Profit forecasting and valuation

In the short term, the company's operations have returned to normal after the epidemic, and new self-developed magnetic stimulation products are expected to drive high performance growth; in the medium term, the company's traditional pelvic floor electrical stimulation and magnetic stimulation products are expected to maintain steady growth, and new products in the field of reproductive rehabilitation and sports rehabilitation such as ultrasound therapists, ultrasonic uterine rehabilitation devices, and finger joint rehabilitation evaluation systems are expected to create a second growth curve. Revenue for 2023-2025 is expected to be 493 million, 633 million and 806 million yuan respectively, up 30.89%, 28.25% and 27.43% year-on-year. The net profit of Guimu was 160 million, 209 million and 273 million yuan respectively, up 31.64%, 30.47% and 30.54% year-on-year. Based on the closing price on April 28 (46.70 yuan/share), 2023-2025 PE was 29, 22, and 17 times, respectively, maintaining the “buy” rating.

Risk warning

1) Industry competition intensifies: Currently, the market competition in the traditional electronic stimulation business is fierce. There is a price war. The growth rate of the company's corresponding products will also slow down in the future, which may even affect the company's overall gross margin level; the company's magnetic stimulation products are still maintaining high growth, but the possibility that industry competition will gradually intensify in the future is not ruled out;

2) Research and development progress falls short of expectations: One of the company's strategic goals is to gradually expand products in the field of pelvic floor post-natal rehabilitation in the future.

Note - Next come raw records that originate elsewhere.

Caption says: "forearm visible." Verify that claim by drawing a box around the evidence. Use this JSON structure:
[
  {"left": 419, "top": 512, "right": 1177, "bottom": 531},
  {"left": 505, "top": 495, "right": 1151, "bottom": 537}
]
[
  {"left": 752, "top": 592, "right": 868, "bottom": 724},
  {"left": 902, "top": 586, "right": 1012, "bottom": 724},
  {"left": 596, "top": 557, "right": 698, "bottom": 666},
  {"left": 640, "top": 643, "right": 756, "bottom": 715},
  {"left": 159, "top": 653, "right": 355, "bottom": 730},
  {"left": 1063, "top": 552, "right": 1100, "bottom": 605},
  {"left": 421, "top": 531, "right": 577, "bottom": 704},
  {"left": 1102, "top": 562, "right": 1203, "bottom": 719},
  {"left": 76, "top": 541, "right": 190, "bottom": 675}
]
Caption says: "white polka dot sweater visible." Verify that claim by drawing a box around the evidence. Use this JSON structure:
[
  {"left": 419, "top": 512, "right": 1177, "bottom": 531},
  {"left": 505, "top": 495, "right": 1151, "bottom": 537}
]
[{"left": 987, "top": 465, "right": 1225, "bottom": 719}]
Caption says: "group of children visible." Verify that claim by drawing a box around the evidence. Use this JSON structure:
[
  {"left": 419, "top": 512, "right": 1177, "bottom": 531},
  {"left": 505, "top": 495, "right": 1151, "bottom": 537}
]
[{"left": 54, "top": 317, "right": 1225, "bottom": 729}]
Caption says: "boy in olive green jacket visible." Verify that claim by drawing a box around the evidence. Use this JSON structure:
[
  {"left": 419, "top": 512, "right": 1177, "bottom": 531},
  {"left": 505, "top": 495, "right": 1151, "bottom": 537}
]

If the development progress of new products falls short of expectations and affects the timely listing of the company's subsequent products, it may cause the company's product upgrades and iterations to slow down, and new product development and launch are lagging behind, thereby affecting the company's competitiveness in the industry;

3) The marketing of new products fell short of expectations: Currently, the products launched by the company in the reproductive rehabilitation and sports rehabilitation sector, such as uterine rehabilitation devices, ultrasound therapy devices, finger joint rehabilitation and evaluation systems, etc. are all in the early stages of marketing. If problems occur in product pricing, academic promotion, sales strategies, etc., new products may fall short of expectations, which in turn will affect the company's future revenue growth rate.

The translation is provided by third-party software.